How long have you two been together? It's one thing to not care for kids, another thing to resent time you spend over there visiting family so you can keep them out of his hair. This is just my opinion, but I think you are walking on egg shells to please your husband who is very immature.

TC
 
Originally posted by airhead
Probably doesn't like dogs or cats either,right??? Sorry,I don't get that....

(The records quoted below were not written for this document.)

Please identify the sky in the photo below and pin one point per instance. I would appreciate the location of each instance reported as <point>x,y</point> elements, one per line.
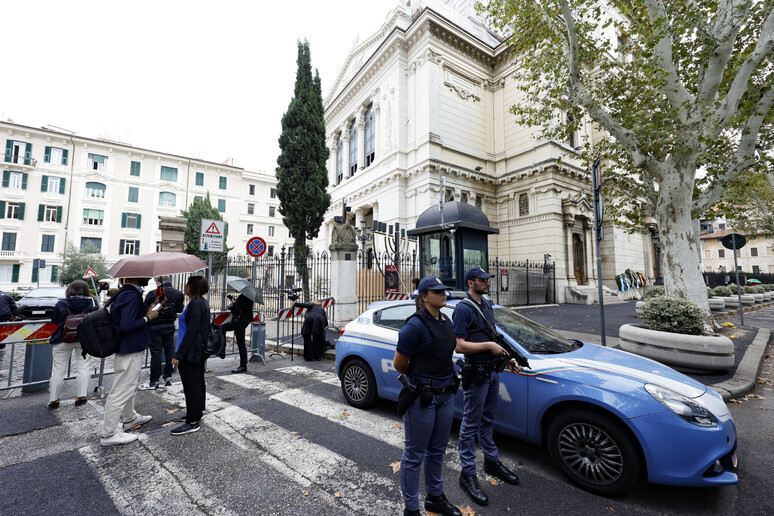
<point>202,79</point>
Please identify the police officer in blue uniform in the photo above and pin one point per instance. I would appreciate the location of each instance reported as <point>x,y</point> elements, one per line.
<point>424,354</point>
<point>480,399</point>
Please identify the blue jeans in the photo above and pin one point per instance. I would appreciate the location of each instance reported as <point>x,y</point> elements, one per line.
<point>478,410</point>
<point>426,437</point>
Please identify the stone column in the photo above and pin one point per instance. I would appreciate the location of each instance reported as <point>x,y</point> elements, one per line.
<point>343,251</point>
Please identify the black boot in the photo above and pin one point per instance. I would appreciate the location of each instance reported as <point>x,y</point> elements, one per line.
<point>441,505</point>
<point>469,483</point>
<point>497,470</point>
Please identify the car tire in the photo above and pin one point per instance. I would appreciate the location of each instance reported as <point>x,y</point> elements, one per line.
<point>358,384</point>
<point>594,451</point>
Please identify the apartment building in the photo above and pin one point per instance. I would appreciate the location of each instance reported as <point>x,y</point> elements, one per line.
<point>59,188</point>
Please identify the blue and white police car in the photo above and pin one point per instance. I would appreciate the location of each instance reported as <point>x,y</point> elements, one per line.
<point>607,417</point>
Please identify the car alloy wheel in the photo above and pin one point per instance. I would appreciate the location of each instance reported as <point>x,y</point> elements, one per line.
<point>358,384</point>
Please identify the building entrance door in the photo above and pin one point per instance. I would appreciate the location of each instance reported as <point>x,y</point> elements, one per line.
<point>578,259</point>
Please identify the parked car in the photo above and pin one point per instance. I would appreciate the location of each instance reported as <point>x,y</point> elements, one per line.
<point>607,417</point>
<point>39,303</point>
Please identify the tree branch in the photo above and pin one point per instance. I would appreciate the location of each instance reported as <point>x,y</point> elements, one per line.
<point>675,91</point>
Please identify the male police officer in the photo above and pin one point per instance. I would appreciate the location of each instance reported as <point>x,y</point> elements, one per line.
<point>472,319</point>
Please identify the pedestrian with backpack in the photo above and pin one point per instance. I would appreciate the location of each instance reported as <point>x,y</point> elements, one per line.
<point>66,315</point>
<point>129,320</point>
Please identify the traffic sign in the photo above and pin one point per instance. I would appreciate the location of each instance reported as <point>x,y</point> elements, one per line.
<point>212,235</point>
<point>256,247</point>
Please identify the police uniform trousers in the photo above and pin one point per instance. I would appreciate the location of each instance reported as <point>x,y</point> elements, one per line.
<point>426,431</point>
<point>478,405</point>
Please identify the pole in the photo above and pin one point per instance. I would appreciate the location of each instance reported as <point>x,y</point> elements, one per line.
<point>598,227</point>
<point>738,287</point>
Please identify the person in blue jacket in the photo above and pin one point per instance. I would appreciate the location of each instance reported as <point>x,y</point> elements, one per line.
<point>130,323</point>
<point>193,329</point>
<point>77,301</point>
<point>424,354</point>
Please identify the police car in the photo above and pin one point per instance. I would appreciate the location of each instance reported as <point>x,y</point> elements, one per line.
<point>607,417</point>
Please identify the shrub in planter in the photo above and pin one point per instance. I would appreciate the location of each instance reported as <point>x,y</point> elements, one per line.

Now, that's just not fair! He loves the dog and the cat. Loves animals in general. He just can't relate to children and frankly, I can't either. I love Ian because he is my nephew and he's a charmer but I don't want kids of my own. It's not uncommon for childless adults to be that way by choice because they just don't enjoy children. It doesn't make you a bad person.
 
You know what? If everyone involved just ignores the situation, your husband and nephew will work out their relationship.

You can't force someone to love someone else. When they get to know each other better they will work it out. I hope your sister can relax about this, she isn't going to help things by trying to pressure your husband into making public displays of affection with her son.

Let them work it out between themselves.

Katholyn
 
Originally posted by airhead
Probably doesn't like dogs or cats either,right??? Sorry,I don't get that....


Hate to break it to you, airhead, but there are some DIS'ers here who (gasp) don't like kids . . . :eek: :eek:

Shugardrawers, sounds like a question for "Dr. Laura"!!
 
Originally posted by airhead
Probably doesn't like dogs or cats either,right??? Sorry,I don't get that....
Judging from this comment, there are a lot of things you don't "get".
 
Originally posted by The Mystery Machine
I feel like I am in the Chitty Chitty Bang Bang saga.

As my former therapist used to say, "you'll have to unpack that one for me". 'Splain to me about Chitty Chitty Bang Bang please.

I suppose not liking kids is like people who don't like cats or dogs. Their proponents will never understand how you could not like them. Now animals, we can both relate to very well. Not sure why because they are a lot like children LOL!